Here is the exact output from the kernel panic.  I tried rebooting with apic=debug, but that had no effect.
Comment 15 Michael Marley 2010-09-20 00:52:55 UTC
Created attachment 30652 [details]
Boot with "noapic"

If I boot with "noapic," the kernel just freezes.  Here is what it looks like after freezing.
Comment 16 Michael Marley 2010-09-20 19:35:31 UTC
I got this message:

"This message has been generated automatically as a part of a summary report
of recent regressions.

The following bug entry is on the current list of known regressions
from 2.6.35.  Please verify if it still should be listed and let the tracking team
know (either way)."

The bug is a regression from 2.6.36-rc3 to 2.6.36-rc4.
Comment 17 Michael Marley 2010-09-21 01:54:45 UTC
No surprise, but -rc5 does not fix the issue; it produces exactly the same kernel panic.  Any progress on finding out what caused it?
Comment 18 Thomas Gleixner 2010-09-21 10:19:01 UTC
> --- Comment #17 from Michael Marley <michael@michaelmarley.com>  2010-09-21
> 01:54:45 ---
> No surprise, but -rc5 does not fix the issue; it produces exactly the same
> kernel panic.  Any progress on finding out what caused it?

Hmm, I have to admit that I have no clue at all. The delta in the
related areas (ioapic, apic, hpet, 8259, 8253) from rc3 to rc4 is
exaclty zero. Any chance, that you can bisect it ?


Comment 19 Michael Marley 2010-09-21 10:22:35 UTC
I will try.
Comment 20 Michael Marley 2010-09-21 16:39:09 UTC
OK, I officially have no idea what is going on here.  My bisect completely failed, all 8 kernels I built from it failed in exactly the same way.  So, I tried building 2.6.36-rc3 again, and I get the same problem as I was getting.  Then, I tried compiling both -rc3 and -rc5 with gcc-4.4 instead of 4.5, and still got the same error on both.
Comment 21 H. Peter Anvin 2010-09-21 17:28:08 UTC
*Which* gcc 4.4 and 4.5 are you using?  In particular, are you using stock gcc or a distro build?

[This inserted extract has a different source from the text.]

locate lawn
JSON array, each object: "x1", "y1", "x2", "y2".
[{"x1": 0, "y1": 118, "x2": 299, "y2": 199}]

Stock gcc 4.4.4 is known to miscompile the kernel.
Comment 22 Michael Marley 2010-09-21 19:08:37 UTC
I am using the GCC 4.4.4 and 4.5.1 build from Ubuntu Maverick.  I had been using 4.5.0 and 4.5.1 successfully for a while (keeping them up-to-date, of course), but it quit working sometime between -rc3 and -rc4.  Now, I cannot compile any 2.6.36 kernel successfully using any compiler on my system.
Comment 23 Michael Marley 2010-09-22 02:06:22 UTC
I found the problem.  It is not a kernel issue or a compiler issue, but instead a linker issue.  There was an update of Binutils on ubuntu not long after I compiled 2.6.36-rc3 that caused all future builds to work improperly.  I will file a bug there.  Sorry to bother you.